Although not specific to gene therapy, clinical experience in humans with non-infectious uveitis supports targeting these cytokines when intraocular inflammation threatens structure or function. Anti-TNF-α agents (e.g., infliximab) achieve corticosteroid sparing control in refractory uveitis (adult and pediatric cohorts), while anti-IL-6R (tocilizumab) is effective for uveitic cystoid macular edema and in juvenile idiopathic arthritis associated uveitis refractory to anti-TNF therapy. In ophthalmic practice they are generally systemic and used off label to suppress ocular inflammation (95–98).

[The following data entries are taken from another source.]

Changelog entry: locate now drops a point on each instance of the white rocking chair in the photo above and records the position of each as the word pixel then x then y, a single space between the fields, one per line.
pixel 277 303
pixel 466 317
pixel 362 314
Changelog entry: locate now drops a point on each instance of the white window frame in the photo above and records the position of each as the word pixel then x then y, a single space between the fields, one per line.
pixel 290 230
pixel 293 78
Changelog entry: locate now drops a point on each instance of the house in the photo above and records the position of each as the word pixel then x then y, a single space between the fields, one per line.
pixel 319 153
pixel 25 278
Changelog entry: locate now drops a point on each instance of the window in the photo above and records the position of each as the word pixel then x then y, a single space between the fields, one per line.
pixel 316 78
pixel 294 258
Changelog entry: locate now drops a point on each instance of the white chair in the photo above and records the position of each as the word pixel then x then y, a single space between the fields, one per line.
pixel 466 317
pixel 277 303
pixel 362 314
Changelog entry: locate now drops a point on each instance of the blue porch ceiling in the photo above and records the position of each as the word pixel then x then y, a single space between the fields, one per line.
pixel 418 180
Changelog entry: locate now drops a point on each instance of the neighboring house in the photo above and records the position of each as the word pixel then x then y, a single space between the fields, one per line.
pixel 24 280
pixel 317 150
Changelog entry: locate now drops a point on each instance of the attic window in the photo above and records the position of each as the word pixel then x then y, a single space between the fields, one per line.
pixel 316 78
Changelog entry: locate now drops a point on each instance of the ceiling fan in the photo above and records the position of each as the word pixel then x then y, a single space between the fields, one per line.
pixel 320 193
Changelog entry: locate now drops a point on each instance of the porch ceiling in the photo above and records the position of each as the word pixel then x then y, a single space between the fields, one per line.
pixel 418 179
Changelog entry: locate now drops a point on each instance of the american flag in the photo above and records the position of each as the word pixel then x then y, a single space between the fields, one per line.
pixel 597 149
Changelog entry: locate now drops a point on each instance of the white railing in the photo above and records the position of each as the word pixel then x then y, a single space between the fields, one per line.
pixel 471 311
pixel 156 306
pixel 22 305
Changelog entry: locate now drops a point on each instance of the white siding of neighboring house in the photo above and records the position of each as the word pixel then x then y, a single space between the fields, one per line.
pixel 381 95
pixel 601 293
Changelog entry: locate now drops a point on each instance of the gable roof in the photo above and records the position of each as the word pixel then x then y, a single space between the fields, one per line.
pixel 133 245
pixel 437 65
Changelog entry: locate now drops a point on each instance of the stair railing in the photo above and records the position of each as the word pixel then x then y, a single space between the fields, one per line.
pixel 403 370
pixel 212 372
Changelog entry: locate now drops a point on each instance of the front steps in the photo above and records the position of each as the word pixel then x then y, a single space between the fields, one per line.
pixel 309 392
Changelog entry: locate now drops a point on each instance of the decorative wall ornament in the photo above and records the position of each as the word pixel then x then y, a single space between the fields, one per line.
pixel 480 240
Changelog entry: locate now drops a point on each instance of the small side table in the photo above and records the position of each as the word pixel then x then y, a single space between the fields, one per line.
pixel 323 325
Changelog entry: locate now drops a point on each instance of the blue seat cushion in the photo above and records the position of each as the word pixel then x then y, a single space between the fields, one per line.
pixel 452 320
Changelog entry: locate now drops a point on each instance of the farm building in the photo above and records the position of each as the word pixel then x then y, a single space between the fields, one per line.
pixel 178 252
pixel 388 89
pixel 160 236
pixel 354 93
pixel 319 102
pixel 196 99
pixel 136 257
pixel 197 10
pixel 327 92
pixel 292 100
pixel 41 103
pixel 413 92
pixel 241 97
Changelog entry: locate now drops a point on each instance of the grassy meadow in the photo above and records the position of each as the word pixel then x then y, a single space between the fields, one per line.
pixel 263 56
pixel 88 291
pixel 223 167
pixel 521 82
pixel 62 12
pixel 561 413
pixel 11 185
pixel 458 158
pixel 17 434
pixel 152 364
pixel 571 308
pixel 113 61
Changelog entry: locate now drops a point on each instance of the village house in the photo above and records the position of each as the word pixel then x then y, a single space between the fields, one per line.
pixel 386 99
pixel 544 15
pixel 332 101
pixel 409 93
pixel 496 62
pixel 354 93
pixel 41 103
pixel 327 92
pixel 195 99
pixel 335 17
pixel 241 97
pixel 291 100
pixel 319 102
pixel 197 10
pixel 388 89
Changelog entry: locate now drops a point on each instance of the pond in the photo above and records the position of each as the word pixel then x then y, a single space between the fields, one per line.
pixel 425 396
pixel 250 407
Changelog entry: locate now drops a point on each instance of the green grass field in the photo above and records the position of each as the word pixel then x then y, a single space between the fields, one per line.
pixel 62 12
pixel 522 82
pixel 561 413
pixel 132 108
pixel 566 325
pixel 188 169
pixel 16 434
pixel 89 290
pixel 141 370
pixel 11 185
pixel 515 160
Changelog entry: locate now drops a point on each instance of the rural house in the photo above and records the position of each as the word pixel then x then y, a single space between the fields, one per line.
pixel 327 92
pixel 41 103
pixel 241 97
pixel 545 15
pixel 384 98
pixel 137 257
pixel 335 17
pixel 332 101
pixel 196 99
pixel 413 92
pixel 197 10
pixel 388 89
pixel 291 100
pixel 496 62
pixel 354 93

Targeting the NF-κB and PI3K/Akt signaling pathways can also reduce immune overactivation, providing an additional strategy for immune response modulation. In mouse models of retinal and choroidal inflammation and neovascularization, microglial NF-κB activation is a driver of lesion development. Pharmacologic or genetic dampening of this axis reduces inflammatory infiltration and pathology. In parallel, PI3K/Akt signaling in retinal microglia governs activation and cytokine release, and blocking PI3K (e.g., LY294002) reduces retinal inflammatory programs in the oxygen-induced retinopathy model while dampening BV2 activation. Microglia-focused PI3K regulation (e.g., PIK3IP1) further links this pathway to retinal inflammatory angiogenesis in mouse models. Together, these data support NF-κB and PI3K/Akt as tractable nodes for adjunctive immunomodulation around ocular gene transfer, while acknowledging translation to AAV specific settings remains to be fully defined (99–101).

Modifications to AAV vector capsids are critical in reducing immunogenicity and improving therapeutic efficacy. Glycosylation of the capsid helps mask antigenic epitopes, making the vector less recognizable by the immune system (102). Techniques such as directed evolution and synthetic biology enable the development of AAV variants with lower immunogenicity. Mutations in capsid proteins, sequence recombination, and structural optimization can reduce immune responses while maintaining high transduction efficiency (103, 104). CRISPR/Cas9 technology also facilitates precise modifications to existing AAV vectors, further enhancing their properties (105). Non-viral vectors, such as liposomes and nanoparticles, also hold potential in retinal gene therapy, with modifications in size, surface charge, and composition improving their ability to evade the immune system and deliver genes more efficiently (106, 107). The use of AAV serotypes with low immunogenicity, such as AAV8 and AAV9, is an established strategy to enhance treatment outcomes. These serotypes exhibit high transduction efficiency and reduced immunogenicity in certain tissues (108).

Polyethylene glycol (PEG) modification of AAV vectors can reduce immune recognition, extending their circulation time in the body (109). Immunomodulatory coatings, such as the regulatory protein CTLA-4, can also be applied to the surface of AAV vectors to reduce immune responses (110). Decoy capsid technology, where immune cells bind to non-therapeutic capsids, can further reduce immune activation against the therapeutic vector (111). Epitope masking, which conceals antigenic epitopes, is another promising approach to reducing immune recognition (112).